コンサート数 2010:4907 2009:4775
売上 2010:18.4億ドル 2009:21.4億ドル
アテンダンス 2010:16447000 2009:19534000
チケット販売数 2010:86015000 2009:95385000
Live Nation経営陣もファンのチケット購入にソーシャルなつながりが与える影響を意識しており、チケットマスターだけでなくLive NationサイトにもFacebook連携やMyspaceを導入しさらにiTunesでもコンサート情報の表示を始めました。
image via TechCrunch
日本のぴあなどチケットサービスと大きく違うシステムは、購入情報を公にする点。
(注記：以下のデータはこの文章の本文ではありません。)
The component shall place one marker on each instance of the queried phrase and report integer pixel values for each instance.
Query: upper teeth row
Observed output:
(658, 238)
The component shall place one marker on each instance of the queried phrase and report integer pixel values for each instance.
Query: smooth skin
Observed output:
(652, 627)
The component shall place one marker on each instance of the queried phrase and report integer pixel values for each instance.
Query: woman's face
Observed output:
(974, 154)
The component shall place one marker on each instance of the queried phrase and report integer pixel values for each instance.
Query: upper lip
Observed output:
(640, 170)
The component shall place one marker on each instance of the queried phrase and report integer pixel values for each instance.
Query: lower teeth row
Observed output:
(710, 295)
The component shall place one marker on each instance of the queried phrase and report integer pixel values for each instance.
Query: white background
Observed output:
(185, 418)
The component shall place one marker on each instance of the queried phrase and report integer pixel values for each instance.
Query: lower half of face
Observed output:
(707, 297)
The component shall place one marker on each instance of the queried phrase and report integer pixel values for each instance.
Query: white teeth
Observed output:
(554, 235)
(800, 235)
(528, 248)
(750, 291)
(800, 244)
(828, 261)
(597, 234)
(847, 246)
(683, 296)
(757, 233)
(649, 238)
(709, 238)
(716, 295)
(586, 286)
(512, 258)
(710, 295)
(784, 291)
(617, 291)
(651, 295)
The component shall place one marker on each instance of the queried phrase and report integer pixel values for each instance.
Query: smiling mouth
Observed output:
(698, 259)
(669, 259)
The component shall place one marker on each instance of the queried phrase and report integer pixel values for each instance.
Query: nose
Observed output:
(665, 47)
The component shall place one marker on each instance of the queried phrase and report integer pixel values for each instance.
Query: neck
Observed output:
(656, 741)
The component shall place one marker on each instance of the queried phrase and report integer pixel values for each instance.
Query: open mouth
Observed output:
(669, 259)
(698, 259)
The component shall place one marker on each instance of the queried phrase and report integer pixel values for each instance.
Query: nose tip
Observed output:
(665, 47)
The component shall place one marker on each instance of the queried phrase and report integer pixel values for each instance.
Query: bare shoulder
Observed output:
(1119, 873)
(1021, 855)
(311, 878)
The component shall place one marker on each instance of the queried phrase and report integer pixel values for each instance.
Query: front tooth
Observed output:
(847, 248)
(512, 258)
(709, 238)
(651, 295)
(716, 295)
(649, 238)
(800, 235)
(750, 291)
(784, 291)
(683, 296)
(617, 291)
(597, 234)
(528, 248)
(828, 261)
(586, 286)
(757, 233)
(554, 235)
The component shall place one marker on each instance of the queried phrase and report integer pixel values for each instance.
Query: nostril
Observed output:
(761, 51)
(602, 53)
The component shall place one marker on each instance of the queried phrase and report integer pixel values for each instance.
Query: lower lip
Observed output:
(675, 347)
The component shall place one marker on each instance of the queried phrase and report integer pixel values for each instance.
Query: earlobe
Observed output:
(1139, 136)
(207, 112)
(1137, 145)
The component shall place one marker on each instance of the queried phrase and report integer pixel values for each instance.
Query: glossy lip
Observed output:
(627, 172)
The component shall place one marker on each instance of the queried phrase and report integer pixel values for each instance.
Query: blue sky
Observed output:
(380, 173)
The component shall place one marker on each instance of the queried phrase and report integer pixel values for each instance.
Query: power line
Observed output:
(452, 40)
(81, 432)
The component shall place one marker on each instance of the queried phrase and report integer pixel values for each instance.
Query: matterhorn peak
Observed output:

日本では今は受け入れられないと思うが、地域に関係なくコンサートに行くときは友人や知らない人とでも音楽やバンドの話で自然と会話が弾む。こういう会話が自然とできるようなプラットフォームを提供していると考えれば、チケットマスターはeコマースではなくソーシャル・コマースに変わりつつあるといえます。これまで多くのスパムメールを受け取ってきたユーザーにとっても、親しい友人同士で共通の話題づくりができてうれしいと考えます。
さらに期待したいのはカスタマーサービスと、他社の参入、特にFacebookから直接チケットが購入できるサービスがあれば良いと思うのは自分だけでしょうか?